- One official told CNN that over recent months "we tried to take several shots at him"
- The working assumption by the US is that Baghdadi remains alive
(CNN)The hunt for ISIS leader Abu Bakr al-Baghdadi is very much on.
CNN has learned that at one point over the summer the US believed they had their best shot at killing the terrorist leader in an airstrike, according to several US officials.
The strike, which has never been publicly disclosed, was based on intelligence that indicated a senior ISIS leader, quite possibly Baghdadi, was at the particular location. The officials familiar with the strike tell CNN it has never been definitively determined if Baghdadi was actually killed. But one official told CNN that over recent months "we tried to take several shots at him."
One reason the US remains uncertain if it killed Baghdadi is that in the days and weeks that followed the strike, US intelligence did not intercept any ISIS communications confirming his death and there was no discussion on ISIS social media accounts, US officials said. Given Baghdadi's stature, the US expects to see significant chatter discussing his death, if he is killed.

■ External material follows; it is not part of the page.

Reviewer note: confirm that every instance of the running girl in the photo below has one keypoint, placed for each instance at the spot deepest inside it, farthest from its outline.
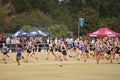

The strike occurred after a claim by Russia in June that the ISIS leader might have been killed in one of its airstrikes on the outskirts of Raqqa on May 28. The US has long believed that the Russian claim is not true.
In another instance CNN has learned that US military planners for a ground mission being conducted by US forces thought they were on Baghdadi's trail for a significant period of time. Intelligence indicated an individual with the name al-Baghdadi was at a target site, a US official confirmed to CNN.
Senior administration officials were briefed but a raid did not happen because of concern over the potential number of civilians at the site. The US official says they now believe Baghdadi was likely not at the location. It remains unclear if that individual was any relation to the ISIS leader.
A consistent problem the US has faced is that intelligence tips on Baghdadi's whereabouts are often not timely, meaning he is likely to have moved on before they are able to mount an operation to take him out. Baghdadi is believed to remain fairly mobile, often moving by vehicle with just a driver one official told CNN. Because he potentially remains on the move, the best chance of killing him might come with last minute intelligence that would require a strike by a drone already loitering nearby.
Over the last several months, the top US commander in Baghdad has given several tantalizing answers to reporters about Baghdadi's whereabouts. In a July 11 press briefing, Lt. Gen. Stephen Townsend told Pentagon reporters: "I'm unable to confirm or deny where he is or whether he is alive or dead."
Townsend recently departed Iraq after his tour of duty as commander was completed. In his final press conference on August 31, Townsend told reporters "I really don't know where he is." He then added "I believe he's alive? Yes. Why? Because I've seen no convincing evidence, intelligence or open source or other -- rumor or otherwise, that he's dead. So, therefore, I believe he's alive."
Without offering details Townsend also said "there are also some indicators in intelligence channels that he's still alive."
Officials say that now ISIS has largely been forced out of Raqqa as well as Mosul, they believe Baghdadi is somewhere in the middle Euphrates River Valley, which could put him in the crosshairs of the Syrian regime and Russian aircraft operating in the region.
Two administration officials also say that over the last several weeks the CIA assembled specific intelligence that prompted undisclosed drone strike missions carried out by the military mainly in Syria to go after ISIS targets. The CIA declined to comment on the matter.
Because of the lack of confirmation about Baghdadi's death, the working assumption by the US is that he still remains alive. Officials say they will continue to pursue him even though they believe that his relevance in the ISIS organization may be diminished as the coalition drives fighters out of its strongholds in Iraq and Syria.